Le temps déplorable de juillet et août n'a pas empêché les
campeurs de pratiquer leur passe-temps favori.
D'autre part, les difficultés de la vie présente ont amené
un nouvel afflux de néophytes vers le camping.
Pour les campeurs randonneurs, peu de difficultés
supplémentaires par rapport à l'an passé. Il reste toujours facile, avec un peu
d'habitude et de correction élémentaire, de trouver le terrain nécessaire pour
passer une ou deux nuits — et cela d'autant plus facilement que le randonneur
est en général sauvage et qu'il recherche les endroits peu fréquentés.
Pour les campeurs familiaux, et pour toute la masse des
campeurs « de vacances », le problème des terrains de camping s'est posé,
durant les dernières vacances, avec plus d'acuité que jamais.

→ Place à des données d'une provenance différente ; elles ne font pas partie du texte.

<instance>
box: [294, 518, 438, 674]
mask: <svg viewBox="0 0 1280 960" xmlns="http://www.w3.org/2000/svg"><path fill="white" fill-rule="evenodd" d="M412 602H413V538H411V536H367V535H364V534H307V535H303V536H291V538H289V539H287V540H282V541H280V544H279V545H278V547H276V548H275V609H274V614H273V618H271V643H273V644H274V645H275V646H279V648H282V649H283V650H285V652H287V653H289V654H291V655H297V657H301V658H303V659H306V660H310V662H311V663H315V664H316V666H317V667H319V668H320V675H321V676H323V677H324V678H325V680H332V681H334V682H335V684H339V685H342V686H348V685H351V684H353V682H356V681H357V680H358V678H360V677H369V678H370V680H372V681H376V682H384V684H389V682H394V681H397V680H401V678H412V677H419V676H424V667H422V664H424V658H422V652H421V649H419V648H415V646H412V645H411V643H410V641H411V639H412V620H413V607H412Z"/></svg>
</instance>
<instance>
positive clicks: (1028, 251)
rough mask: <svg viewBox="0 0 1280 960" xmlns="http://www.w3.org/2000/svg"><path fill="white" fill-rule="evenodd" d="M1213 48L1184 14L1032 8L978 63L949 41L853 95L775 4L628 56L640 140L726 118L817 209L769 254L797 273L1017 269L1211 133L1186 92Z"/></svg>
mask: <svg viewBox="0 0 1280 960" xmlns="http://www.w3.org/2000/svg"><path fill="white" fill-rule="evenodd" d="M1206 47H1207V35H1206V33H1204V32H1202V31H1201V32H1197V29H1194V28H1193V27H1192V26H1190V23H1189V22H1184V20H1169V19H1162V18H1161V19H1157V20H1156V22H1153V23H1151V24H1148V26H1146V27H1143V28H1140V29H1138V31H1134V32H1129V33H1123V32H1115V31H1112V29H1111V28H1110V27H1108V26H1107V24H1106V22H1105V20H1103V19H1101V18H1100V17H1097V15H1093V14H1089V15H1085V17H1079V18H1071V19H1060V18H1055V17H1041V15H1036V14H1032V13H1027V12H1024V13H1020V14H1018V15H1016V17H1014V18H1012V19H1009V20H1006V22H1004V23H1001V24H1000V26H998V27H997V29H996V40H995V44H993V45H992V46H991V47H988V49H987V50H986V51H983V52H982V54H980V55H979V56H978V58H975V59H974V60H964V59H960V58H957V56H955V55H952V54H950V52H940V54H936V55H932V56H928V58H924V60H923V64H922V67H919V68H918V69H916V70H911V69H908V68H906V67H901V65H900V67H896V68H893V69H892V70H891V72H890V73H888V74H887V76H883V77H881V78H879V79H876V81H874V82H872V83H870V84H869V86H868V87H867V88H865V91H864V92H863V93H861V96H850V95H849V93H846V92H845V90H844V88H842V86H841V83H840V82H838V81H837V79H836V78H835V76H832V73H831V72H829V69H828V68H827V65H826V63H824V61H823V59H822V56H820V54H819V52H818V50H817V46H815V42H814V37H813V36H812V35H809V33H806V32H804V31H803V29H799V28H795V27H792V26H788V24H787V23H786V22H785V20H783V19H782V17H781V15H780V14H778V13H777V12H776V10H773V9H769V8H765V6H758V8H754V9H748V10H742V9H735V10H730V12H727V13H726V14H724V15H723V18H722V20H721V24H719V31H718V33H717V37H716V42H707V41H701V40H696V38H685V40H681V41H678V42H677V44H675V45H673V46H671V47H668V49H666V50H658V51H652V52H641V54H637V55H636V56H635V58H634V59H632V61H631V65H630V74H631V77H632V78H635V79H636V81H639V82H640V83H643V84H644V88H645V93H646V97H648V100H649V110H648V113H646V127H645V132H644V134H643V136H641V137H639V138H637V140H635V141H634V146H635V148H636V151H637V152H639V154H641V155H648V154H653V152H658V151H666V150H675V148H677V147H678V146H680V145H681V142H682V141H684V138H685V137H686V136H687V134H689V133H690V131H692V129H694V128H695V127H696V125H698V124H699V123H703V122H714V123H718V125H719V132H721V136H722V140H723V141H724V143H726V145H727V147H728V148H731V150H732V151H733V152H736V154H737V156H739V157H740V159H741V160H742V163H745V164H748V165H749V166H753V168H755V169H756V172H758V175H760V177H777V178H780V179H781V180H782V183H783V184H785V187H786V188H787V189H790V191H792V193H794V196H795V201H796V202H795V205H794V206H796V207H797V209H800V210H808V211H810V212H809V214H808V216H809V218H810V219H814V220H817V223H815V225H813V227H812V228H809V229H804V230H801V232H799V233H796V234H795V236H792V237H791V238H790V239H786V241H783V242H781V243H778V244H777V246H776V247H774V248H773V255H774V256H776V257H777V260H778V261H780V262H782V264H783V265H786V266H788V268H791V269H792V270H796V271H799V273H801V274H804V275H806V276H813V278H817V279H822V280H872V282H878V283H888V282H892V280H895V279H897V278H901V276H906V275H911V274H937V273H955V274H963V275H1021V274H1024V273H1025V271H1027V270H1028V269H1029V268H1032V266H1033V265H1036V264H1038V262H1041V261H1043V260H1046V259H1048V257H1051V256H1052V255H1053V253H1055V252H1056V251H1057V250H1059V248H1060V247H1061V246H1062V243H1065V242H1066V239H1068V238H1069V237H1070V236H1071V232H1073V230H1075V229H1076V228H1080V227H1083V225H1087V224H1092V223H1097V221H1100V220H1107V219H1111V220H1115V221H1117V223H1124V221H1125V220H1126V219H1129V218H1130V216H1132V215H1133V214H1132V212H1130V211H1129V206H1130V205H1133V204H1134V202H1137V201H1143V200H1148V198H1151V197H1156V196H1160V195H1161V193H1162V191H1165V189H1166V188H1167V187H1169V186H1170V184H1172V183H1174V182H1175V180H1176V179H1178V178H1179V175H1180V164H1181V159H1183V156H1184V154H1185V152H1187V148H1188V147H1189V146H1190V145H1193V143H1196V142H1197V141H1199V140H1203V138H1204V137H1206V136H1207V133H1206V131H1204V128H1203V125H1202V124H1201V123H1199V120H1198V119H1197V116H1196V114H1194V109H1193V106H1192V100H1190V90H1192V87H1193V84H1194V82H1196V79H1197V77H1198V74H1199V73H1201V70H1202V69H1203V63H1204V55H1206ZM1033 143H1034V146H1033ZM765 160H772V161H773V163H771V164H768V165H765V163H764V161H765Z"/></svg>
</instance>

De tous côtés, à la rentrée, j'ai reçu des lettres me
signalant la difficulté de trouver le camp fixe organisé, et; malheureusement
aussi, l'incompréhension totale de certaines municipalités à l'égard de ce
problème d'importance vitale.
Car nous ne saurions trop répéter que ce mouvement vers la
vie au grand air a dépassé le stade sportif et idéaliste des premiers campeurs,
et qu'il est devenu un fait social dont personne n'a le droit de se désintéresser.
Le camping est entré dans les mœurs, il ne peut plus être
considéré comme un engouement passager. Il faut compter avec lui et permettre à
cette nouvelle catégorie d'estivants de passer des vacances dans les meilleures
conditions d'hygiène, de tranquillité et de repos.
Or, à l'heure actuelle, trop de municipalités, trop de
Syndicats d'initiatives considèrent encore le campeur comme un être à part,
dont la présence est indésirable et qu'il faut reléguer dans des parcs — genre
camps de concentration — afin qu'il soit le plus loin possible de l'estivant classique
habitant l'hôtel et fréquentant le casino (1).
Partout, cependant, une catégorie de personnes a bien
compris son intérêt : ce sont les commerçants. Et l'on m'a signalé dans les
gorges du Tarn un petit camp délicieux, aménagé simplement, mais correctement,
et dont l’installation avait été supportée, outre une subvention municipale,
par le Syndicat des commerçants de la localité. Personne n'eut à se plaindre de
cette initiative, ni naturellement les commerçants, qui trouvèrent de nouveaux
clients, ni même les hôteliers de l'endroit, car leurs hôtels étaient pleins...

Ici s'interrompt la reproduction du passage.